Main regulations for the consideration of labor disputes are the laws of the Russian Federation. First of all, this is the Constitution of the Russian Federation, which enshrines the fundamental rights in the sphere of labor, and among them is the right to protect one's rights (including judicial protection). Among the most important regulations governing the consideration of labor disputes is the Labor Code of the Russian Federation, adopted State Duma December 21, 2001. International legal regulation of labor relations is also becoming one of the most important sections of Russian labor law, which must be taken into account when resolving labor disputes.

Judicial practice is also of great importance for the consideration of labor disputes. Of course, the decisions of the Plenum of the Supreme Court of the Russian Federation are not sources of law and are not included in the system of normative acts. However, they contain a judicial interpretation of the relevant issues, and the courts, considering specific cases, are guided by them and use them to develop a uniform judicial policy.

2. Individual labor disputes

An individual labor dispute is a dispute between an employer and a person who previously had an employment relationship with this employer, as well as a person who has expressed a desire to conclude an employment contract with the employer, if the employer refuses to conclude such an agreement.

By general rule, individual labor disputes, depending on their jurisdiction, are divided into those considered in general order(the commission on labor disputes is a mandatory pre-trial stage) and on individual disputes (considered directly by the court).
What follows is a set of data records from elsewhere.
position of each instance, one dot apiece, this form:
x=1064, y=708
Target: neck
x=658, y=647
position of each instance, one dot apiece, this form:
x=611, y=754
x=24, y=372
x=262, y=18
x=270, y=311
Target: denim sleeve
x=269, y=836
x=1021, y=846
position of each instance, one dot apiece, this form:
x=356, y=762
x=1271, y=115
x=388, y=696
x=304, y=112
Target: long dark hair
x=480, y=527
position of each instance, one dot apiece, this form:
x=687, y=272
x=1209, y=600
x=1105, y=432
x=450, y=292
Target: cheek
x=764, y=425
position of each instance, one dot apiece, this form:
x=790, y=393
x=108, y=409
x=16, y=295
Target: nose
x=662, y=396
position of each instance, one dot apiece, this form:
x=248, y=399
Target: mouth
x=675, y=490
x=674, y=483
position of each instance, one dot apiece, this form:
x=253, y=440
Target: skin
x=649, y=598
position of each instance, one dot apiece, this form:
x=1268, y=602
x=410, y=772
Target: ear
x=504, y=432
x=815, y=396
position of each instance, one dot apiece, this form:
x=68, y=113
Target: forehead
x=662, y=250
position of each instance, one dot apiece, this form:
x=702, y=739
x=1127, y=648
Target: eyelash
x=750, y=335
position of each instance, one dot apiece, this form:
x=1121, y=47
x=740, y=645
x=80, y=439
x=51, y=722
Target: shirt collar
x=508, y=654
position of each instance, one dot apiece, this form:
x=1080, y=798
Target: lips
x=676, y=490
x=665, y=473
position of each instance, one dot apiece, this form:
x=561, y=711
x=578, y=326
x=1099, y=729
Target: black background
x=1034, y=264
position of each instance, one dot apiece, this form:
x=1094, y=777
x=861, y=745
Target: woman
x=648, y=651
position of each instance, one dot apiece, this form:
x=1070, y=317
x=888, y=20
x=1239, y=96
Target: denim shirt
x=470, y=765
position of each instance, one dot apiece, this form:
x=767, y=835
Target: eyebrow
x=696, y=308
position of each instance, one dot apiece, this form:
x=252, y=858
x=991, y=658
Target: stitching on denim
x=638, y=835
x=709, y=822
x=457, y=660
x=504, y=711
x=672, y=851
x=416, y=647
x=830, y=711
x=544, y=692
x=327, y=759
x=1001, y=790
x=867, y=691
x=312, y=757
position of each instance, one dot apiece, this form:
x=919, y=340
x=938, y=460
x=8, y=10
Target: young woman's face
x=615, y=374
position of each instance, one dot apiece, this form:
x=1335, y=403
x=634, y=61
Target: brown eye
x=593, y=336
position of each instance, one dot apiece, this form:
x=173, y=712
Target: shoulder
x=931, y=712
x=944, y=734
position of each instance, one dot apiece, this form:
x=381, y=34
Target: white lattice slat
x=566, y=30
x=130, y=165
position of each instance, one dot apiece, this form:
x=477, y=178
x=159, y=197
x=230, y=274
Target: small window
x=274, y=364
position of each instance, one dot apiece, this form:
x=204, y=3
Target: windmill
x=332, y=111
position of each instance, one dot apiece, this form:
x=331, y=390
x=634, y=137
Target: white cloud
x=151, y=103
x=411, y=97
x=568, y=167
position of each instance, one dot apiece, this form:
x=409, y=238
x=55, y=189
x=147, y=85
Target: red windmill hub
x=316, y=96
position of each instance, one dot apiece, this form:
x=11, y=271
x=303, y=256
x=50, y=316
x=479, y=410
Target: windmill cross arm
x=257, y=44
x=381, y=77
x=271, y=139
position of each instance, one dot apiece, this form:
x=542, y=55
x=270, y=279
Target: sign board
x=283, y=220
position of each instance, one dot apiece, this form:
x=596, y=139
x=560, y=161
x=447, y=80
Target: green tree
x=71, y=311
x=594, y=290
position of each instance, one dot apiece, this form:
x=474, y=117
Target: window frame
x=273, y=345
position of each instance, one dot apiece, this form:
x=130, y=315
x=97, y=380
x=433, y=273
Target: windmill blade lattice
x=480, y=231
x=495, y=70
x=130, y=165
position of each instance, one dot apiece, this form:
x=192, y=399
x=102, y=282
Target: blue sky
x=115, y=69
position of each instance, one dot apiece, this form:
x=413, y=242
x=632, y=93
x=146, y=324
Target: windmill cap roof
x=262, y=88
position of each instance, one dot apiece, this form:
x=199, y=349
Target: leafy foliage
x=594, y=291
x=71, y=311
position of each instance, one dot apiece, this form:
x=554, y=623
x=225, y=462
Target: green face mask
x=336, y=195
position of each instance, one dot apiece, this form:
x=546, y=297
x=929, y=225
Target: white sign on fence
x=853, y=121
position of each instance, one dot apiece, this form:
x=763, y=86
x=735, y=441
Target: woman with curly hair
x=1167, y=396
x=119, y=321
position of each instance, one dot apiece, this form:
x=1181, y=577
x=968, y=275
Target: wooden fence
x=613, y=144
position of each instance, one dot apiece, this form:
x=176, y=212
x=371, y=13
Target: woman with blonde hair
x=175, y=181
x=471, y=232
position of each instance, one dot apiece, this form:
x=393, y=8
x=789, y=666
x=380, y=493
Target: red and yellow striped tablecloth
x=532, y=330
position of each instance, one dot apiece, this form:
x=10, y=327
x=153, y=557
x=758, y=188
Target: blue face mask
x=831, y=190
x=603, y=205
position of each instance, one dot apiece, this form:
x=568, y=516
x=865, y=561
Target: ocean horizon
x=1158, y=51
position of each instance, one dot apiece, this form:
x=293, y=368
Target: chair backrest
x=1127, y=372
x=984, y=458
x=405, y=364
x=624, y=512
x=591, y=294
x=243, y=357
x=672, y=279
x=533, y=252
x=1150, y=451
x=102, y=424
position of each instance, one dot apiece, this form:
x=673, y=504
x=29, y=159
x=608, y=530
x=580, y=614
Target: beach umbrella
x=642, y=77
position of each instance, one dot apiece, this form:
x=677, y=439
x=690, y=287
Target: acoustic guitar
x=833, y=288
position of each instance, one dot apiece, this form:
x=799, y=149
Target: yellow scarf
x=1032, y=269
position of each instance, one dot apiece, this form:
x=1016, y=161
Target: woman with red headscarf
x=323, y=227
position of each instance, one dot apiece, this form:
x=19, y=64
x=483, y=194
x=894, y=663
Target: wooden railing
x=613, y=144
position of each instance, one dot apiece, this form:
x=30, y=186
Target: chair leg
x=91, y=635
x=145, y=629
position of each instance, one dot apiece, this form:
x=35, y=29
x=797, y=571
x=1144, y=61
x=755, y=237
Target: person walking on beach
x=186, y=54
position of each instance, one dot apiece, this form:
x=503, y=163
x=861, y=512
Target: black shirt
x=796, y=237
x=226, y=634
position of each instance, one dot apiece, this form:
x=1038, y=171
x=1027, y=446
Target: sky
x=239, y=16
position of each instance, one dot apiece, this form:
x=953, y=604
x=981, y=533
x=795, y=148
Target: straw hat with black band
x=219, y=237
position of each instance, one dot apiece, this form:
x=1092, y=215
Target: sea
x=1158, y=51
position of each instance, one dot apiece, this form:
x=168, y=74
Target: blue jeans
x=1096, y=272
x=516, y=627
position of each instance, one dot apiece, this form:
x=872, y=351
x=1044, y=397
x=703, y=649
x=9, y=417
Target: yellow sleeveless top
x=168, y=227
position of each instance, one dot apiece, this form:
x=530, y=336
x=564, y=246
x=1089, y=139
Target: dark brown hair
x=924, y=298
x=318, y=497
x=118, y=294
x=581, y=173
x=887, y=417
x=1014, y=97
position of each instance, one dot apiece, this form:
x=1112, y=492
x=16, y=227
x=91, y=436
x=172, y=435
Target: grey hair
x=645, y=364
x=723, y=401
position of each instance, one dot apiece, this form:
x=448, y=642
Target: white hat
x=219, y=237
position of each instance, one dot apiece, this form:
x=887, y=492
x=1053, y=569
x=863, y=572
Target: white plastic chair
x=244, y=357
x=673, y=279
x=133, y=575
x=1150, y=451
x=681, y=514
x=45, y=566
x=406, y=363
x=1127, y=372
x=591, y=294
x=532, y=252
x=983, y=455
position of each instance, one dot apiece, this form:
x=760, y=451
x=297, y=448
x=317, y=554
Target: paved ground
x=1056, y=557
In addition, some of them may be authorized by the employer and the relevant trade union body, as well as a higher body.

The main cause of labor disputes are disagreements between the employee and the employer directly or through its administration. On the subject of disagreement, disputes can be divided into three groups, depending on the immediate causes of their occurrence.

1. Employees claim to improve the conditions for the sale of their labor force - an increase in wages, benefits, vacation time, improved working conditions, etc., but the employer does not agree with this.

3. Disputes of a legal nature. These include those that arise due to the complexity and inconsistency of legislative and other regulatory legal acts, as well as due to the fact that many administrative workers do not know labor legislation well.

Trade union workers are often hindered in their actions to protect the rights of workers, encountering misunderstanding and resistance on the part of the administration and the passive attitude of workers to the illegal actions of its representatives.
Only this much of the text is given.